- Born: Manuel Teodoro Bermúdez April 12, 1960 (age 66) New Orleans, Louisiana, US
- Education: University of Miami
- Occupation: Television journalist
- Notable credit: Séptimo día
- Spouse: Ani Zamorano (1994-present)

= Manuel Teodoro =

American journalist

Manuel Teodoro Bermúdez is an American journalist.

He was born in 1960 in New Orleans. His father is a Filipino and his mother was born in Cartagena de Indias. Teodoro majored in journalism from the University of Miami and started his career in 1984 as an editorial assistant for CBS News. Later he moved to Univision as a reporter and producer and became their correspondent in the Philippines. While staying in that country, he also anchored the evening news program "Newswatch" of the RPN television network.

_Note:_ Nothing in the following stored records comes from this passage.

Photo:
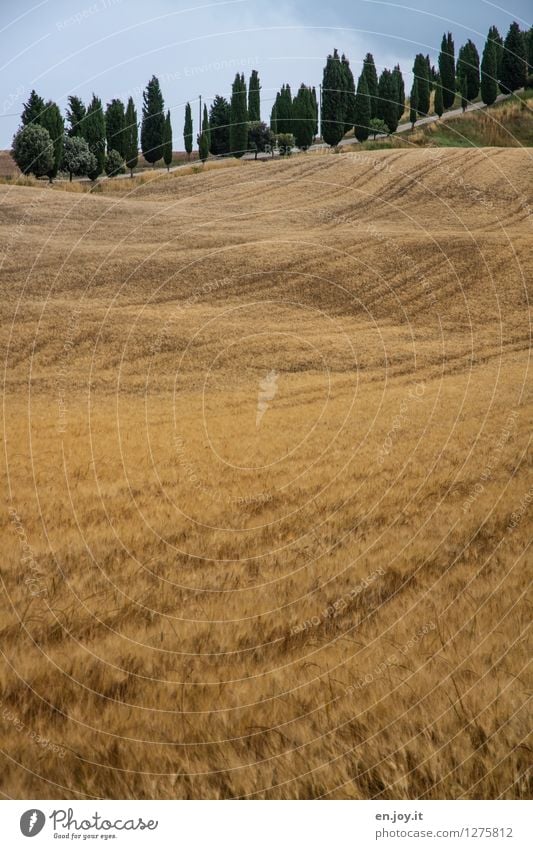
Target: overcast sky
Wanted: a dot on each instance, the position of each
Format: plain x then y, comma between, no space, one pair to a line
112,47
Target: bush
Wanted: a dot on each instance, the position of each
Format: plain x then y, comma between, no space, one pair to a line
33,150
114,164
285,142
78,160
378,127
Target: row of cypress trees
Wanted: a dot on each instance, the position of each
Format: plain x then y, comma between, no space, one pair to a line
378,103
111,138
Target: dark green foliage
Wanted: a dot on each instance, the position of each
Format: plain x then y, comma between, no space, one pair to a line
468,67
333,100
167,142
254,98
399,86
188,130
52,120
349,94
238,135
219,121
283,110
420,71
114,163
489,73
274,118
315,105
76,113
513,73
203,147
388,102
529,50
369,70
205,126
115,121
131,137
496,38
153,122
285,142
463,88
260,137
33,150
362,110
33,110
439,100
431,71
78,161
447,70
413,106
303,117
378,126
94,134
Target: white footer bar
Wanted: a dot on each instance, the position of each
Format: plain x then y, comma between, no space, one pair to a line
267,825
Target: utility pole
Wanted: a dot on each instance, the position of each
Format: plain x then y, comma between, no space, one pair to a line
320,113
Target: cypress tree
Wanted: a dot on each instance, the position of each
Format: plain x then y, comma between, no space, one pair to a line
188,130
283,105
333,100
167,142
497,40
131,137
315,106
468,67
489,72
362,110
219,121
431,74
203,147
464,92
304,117
529,50
254,98
349,94
447,70
205,126
369,70
153,122
52,120
420,71
239,118
274,118
413,105
94,134
115,121
76,113
388,103
439,100
33,110
400,90
513,73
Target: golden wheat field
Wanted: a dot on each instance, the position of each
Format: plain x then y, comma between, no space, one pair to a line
267,468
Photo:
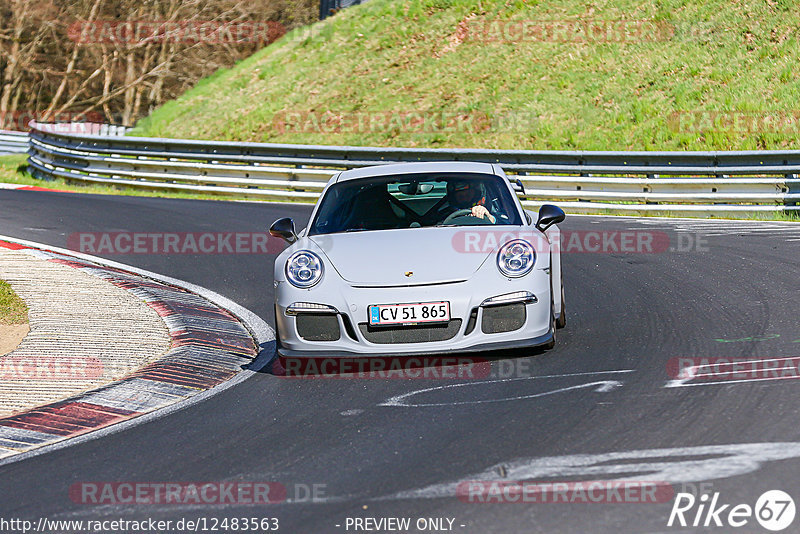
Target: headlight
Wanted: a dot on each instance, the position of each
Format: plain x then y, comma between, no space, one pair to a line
516,258
303,269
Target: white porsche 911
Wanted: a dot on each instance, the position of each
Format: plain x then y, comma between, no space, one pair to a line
419,258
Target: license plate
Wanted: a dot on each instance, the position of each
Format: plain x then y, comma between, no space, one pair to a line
408,314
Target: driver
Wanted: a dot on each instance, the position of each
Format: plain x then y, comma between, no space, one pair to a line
466,194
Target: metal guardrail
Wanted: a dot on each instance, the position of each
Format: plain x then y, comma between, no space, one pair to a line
691,182
12,142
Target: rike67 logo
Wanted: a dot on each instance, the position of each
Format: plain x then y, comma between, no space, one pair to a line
774,510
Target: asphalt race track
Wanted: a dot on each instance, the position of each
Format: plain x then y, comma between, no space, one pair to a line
603,390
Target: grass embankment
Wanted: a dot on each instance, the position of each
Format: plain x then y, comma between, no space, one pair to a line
622,86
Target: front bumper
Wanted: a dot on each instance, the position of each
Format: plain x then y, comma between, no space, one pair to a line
473,327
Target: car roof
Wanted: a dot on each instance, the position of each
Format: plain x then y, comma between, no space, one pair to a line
417,168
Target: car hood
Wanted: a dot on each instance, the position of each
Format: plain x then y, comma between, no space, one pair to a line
385,257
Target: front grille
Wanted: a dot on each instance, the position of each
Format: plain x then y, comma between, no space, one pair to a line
505,318
318,326
410,334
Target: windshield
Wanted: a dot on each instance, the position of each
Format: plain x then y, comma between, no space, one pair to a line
415,201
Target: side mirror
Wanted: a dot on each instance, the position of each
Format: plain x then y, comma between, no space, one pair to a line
283,228
548,216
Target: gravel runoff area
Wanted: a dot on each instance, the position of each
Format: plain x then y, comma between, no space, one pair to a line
84,332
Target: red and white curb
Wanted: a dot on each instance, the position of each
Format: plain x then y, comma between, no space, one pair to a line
212,341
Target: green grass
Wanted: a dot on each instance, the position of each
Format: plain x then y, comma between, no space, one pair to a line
12,308
388,56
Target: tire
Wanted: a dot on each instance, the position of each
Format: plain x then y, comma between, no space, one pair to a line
552,343
562,319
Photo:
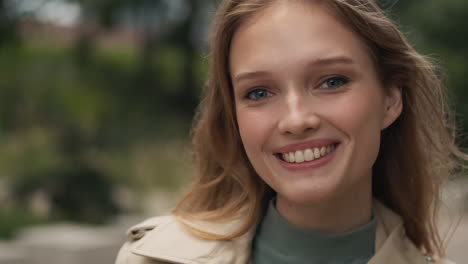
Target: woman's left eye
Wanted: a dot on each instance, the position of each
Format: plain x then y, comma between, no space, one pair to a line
334,82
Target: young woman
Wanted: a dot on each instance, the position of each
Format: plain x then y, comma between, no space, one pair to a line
323,138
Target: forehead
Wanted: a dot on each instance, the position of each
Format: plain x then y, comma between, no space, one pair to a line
294,32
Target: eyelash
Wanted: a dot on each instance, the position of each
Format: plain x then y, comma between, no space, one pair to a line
252,92
341,79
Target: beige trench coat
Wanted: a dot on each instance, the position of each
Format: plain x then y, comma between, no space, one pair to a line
162,240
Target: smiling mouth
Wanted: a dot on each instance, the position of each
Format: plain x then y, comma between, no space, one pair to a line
309,154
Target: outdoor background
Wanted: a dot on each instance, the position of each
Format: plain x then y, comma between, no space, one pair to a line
96,102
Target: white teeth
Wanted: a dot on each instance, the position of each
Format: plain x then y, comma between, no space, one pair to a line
307,154
323,151
316,153
299,157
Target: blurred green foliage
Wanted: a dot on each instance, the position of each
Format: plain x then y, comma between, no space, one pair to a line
80,122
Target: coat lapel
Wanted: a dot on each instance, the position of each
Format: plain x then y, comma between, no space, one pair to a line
166,240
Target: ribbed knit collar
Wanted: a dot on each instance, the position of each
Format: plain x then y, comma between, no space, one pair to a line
277,236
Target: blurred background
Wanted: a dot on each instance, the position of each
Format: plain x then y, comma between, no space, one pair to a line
96,103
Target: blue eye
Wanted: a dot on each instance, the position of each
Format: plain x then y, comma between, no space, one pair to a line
258,94
334,83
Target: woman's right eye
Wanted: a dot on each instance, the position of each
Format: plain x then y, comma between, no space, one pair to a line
258,94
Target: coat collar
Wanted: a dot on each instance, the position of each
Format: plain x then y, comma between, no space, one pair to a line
165,239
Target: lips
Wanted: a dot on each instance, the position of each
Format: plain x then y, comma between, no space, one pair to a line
306,152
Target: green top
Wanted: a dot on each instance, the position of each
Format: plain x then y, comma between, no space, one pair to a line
277,241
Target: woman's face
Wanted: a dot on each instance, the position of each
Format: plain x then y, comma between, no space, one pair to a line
309,103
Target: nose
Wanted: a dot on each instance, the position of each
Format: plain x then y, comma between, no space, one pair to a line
298,116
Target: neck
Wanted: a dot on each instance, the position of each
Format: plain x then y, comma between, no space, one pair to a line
338,214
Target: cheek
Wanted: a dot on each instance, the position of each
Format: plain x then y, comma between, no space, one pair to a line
361,120
254,128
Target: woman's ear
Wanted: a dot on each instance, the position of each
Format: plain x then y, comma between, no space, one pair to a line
393,105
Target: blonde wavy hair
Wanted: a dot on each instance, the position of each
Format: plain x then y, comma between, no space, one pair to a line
417,152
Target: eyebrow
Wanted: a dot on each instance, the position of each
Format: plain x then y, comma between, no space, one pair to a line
315,62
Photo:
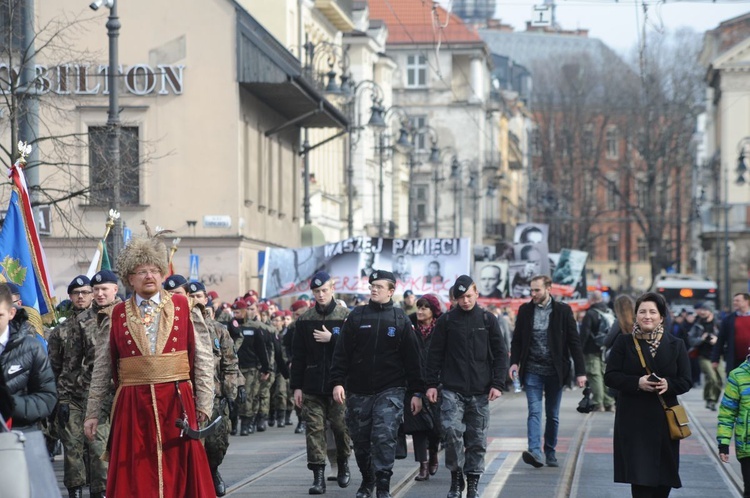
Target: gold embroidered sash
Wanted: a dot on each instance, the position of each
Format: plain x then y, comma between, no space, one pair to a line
155,369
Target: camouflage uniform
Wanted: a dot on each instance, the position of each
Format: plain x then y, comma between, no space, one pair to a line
71,351
310,373
253,331
226,380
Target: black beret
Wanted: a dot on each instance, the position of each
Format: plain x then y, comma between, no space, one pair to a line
319,279
174,281
104,277
194,287
382,275
79,281
462,285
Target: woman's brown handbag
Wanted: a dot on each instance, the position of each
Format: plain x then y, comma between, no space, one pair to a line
677,420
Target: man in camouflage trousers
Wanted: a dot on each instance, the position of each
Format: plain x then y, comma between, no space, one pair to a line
314,337
375,363
227,379
66,354
280,388
468,357
276,366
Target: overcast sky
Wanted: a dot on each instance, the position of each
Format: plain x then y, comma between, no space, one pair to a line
618,23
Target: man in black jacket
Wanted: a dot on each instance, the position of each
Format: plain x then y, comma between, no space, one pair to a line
26,368
468,355
315,335
377,358
543,341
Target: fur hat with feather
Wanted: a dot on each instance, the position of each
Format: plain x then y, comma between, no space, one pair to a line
144,250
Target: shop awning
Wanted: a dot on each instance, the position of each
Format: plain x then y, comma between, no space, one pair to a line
271,73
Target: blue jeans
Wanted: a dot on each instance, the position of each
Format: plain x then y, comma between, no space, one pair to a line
536,385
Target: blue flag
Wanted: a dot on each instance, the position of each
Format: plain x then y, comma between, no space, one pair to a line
17,259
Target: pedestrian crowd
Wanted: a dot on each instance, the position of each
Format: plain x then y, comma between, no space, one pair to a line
144,386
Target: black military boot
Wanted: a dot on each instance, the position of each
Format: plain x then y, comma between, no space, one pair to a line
319,479
457,484
368,481
219,486
383,484
472,485
344,476
247,426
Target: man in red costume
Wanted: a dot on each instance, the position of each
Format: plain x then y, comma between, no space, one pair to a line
158,354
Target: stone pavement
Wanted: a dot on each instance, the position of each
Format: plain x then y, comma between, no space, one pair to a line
273,463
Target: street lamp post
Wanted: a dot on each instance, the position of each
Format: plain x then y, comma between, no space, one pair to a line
113,120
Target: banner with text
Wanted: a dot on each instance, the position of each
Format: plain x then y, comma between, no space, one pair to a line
422,265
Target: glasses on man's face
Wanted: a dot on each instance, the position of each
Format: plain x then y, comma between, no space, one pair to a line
144,273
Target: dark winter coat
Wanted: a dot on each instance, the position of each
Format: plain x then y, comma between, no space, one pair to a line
562,339
428,419
29,378
311,360
377,350
644,453
467,354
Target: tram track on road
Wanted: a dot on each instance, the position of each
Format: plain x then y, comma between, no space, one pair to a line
728,472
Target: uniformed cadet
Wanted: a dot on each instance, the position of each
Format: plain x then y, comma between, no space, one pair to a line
315,335
468,356
298,308
375,362
253,359
276,365
227,379
280,388
65,351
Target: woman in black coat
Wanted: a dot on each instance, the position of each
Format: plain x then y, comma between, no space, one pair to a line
644,454
425,426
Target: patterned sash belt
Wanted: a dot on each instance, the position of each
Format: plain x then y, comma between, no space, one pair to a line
156,369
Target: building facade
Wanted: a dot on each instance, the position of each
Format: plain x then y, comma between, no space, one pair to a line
211,126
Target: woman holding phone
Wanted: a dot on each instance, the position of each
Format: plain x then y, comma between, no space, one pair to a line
644,454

After that he became the Hispanic New York based-correspondent for CNN. In 1994 he went to Colombia as correspondent for CNN and presenter of Noticiero CM&. Two years later he moved to Caracol TV, where he directed and hosted the 60 Minutes-like Séptimo día ("Seventh day") newsmagazine, which, despite its success, was cancelled in 2000 because of the large number of lawsuits against the show, all of them eventually won by Caracol TV. He then returned to CM&.

In 2007 Teodoro moved back for Caracol TV to direct and co-host, with Silvia Corzo, a new season of Séptimo día, which premiered 10 June 2007.